Make a loop around each drumstick.
Pull them close together and tie a knot. Again, the knot isn’t necessary but can make the whole trussing process easier, especially at first.
Keeping the twine tight around the chicken, pass each half of the twine through the wing.
Tuck the wings under the chicken so that they’re holding down the twine.
Flip the chicken over so that it’s breast side down.
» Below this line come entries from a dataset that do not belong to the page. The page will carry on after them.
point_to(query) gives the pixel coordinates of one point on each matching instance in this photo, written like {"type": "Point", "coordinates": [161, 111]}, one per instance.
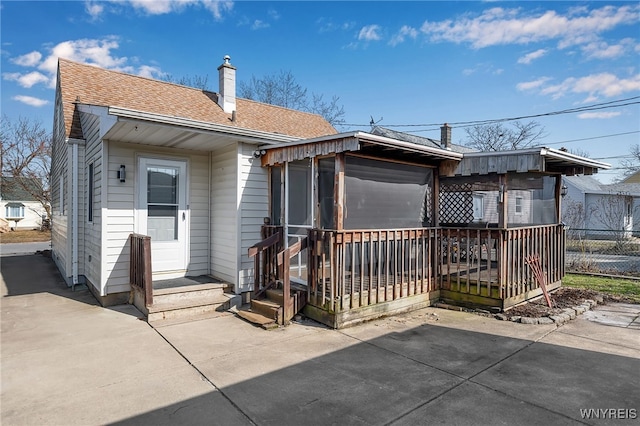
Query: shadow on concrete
{"type": "Point", "coordinates": [36, 273]}
{"type": "Point", "coordinates": [426, 375]}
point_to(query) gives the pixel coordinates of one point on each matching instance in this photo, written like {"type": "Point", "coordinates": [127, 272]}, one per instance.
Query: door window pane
{"type": "Point", "coordinates": [162, 203]}
{"type": "Point", "coordinates": [300, 193]}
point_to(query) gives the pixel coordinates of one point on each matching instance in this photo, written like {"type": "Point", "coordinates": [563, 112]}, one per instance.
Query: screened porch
{"type": "Point", "coordinates": [374, 227]}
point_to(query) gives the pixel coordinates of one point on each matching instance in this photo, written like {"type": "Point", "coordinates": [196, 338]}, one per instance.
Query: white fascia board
{"type": "Point", "coordinates": [255, 136]}
{"type": "Point", "coordinates": [562, 155]}
{"type": "Point", "coordinates": [378, 140]}
{"type": "Point", "coordinates": [107, 121]}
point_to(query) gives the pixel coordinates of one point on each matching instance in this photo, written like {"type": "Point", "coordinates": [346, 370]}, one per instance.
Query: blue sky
{"type": "Point", "coordinates": [415, 63]}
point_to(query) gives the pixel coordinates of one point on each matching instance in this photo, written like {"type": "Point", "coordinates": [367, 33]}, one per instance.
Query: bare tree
{"type": "Point", "coordinates": [26, 153]}
{"type": "Point", "coordinates": [631, 164]}
{"type": "Point", "coordinates": [499, 137]}
{"type": "Point", "coordinates": [282, 89]}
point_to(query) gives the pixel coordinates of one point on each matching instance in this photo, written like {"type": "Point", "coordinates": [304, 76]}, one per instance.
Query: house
{"type": "Point", "coordinates": [374, 224]}
{"type": "Point", "coordinates": [19, 207]}
{"type": "Point", "coordinates": [133, 155]}
{"type": "Point", "coordinates": [602, 209]}
{"type": "Point", "coordinates": [155, 184]}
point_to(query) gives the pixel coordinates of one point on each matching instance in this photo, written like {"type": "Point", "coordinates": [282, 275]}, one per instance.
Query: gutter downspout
{"type": "Point", "coordinates": [74, 215]}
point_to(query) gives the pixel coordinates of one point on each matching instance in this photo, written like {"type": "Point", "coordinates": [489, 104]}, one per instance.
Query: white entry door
{"type": "Point", "coordinates": [163, 213]}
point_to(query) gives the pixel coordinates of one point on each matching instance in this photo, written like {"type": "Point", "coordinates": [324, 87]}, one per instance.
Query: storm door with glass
{"type": "Point", "coordinates": [162, 212]}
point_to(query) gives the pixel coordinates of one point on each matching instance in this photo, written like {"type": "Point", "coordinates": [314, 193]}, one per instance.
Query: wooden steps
{"type": "Point", "coordinates": [179, 303]}
{"type": "Point", "coordinates": [268, 312]}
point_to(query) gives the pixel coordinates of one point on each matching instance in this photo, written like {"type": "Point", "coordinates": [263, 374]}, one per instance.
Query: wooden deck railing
{"type": "Point", "coordinates": [291, 305]}
{"type": "Point", "coordinates": [265, 253]}
{"type": "Point", "coordinates": [349, 269]}
{"type": "Point", "coordinates": [492, 262]}
{"type": "Point", "coordinates": [140, 265]}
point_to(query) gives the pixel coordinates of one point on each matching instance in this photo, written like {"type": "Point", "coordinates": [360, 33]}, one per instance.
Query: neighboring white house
{"type": "Point", "coordinates": [137, 155]}
{"type": "Point", "coordinates": [591, 205]}
{"type": "Point", "coordinates": [18, 206]}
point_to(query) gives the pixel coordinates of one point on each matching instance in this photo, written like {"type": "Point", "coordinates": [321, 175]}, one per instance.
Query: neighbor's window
{"type": "Point", "coordinates": [14, 211]}
{"type": "Point", "coordinates": [518, 205]}
{"type": "Point", "coordinates": [478, 207]}
{"type": "Point", "coordinates": [90, 195]}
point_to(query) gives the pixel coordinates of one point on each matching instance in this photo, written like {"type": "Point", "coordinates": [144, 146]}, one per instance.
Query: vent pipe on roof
{"type": "Point", "coordinates": [445, 136]}
{"type": "Point", "coordinates": [227, 82]}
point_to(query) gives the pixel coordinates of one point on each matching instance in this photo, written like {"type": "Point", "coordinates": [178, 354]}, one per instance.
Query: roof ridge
{"type": "Point", "coordinates": [123, 73]}
{"type": "Point", "coordinates": [109, 70]}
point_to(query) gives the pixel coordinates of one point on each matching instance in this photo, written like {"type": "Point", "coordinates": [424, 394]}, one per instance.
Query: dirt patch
{"type": "Point", "coordinates": [563, 298]}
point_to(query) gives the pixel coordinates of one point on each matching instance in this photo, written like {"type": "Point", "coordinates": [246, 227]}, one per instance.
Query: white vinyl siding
{"type": "Point", "coordinates": [224, 214]}
{"type": "Point", "coordinates": [121, 210]}
{"type": "Point", "coordinates": [253, 207]}
{"type": "Point", "coordinates": [89, 252]}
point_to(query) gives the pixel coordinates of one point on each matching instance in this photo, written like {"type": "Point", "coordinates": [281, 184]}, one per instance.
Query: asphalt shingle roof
{"type": "Point", "coordinates": [16, 188]}
{"type": "Point", "coordinates": [91, 85]}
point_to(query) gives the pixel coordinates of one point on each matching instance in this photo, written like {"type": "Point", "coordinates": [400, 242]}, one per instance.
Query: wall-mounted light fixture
{"type": "Point", "coordinates": [121, 173]}
{"type": "Point", "coordinates": [564, 190]}
{"type": "Point", "coordinates": [259, 153]}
Tie the twine around the neck so that it’s holding down the wings. Make sure the knot is secure, then cut off any excess string.
And now you have a nicely trussed chicken that will cook nice and evenly!
One more thing… there’s more than one way to truss a chicken! I presented this one because it works well for me, but everyone is different, and you should do what works best for you!
If you’d like to try a different technique, there’s a great video of Alton Brown’s show “Good Eats” on the Food Network’s website. He shows how to truss a turkey, which is pretty similar to trussing chicken, although because of the size difference his method won’t work as well on smaller birds.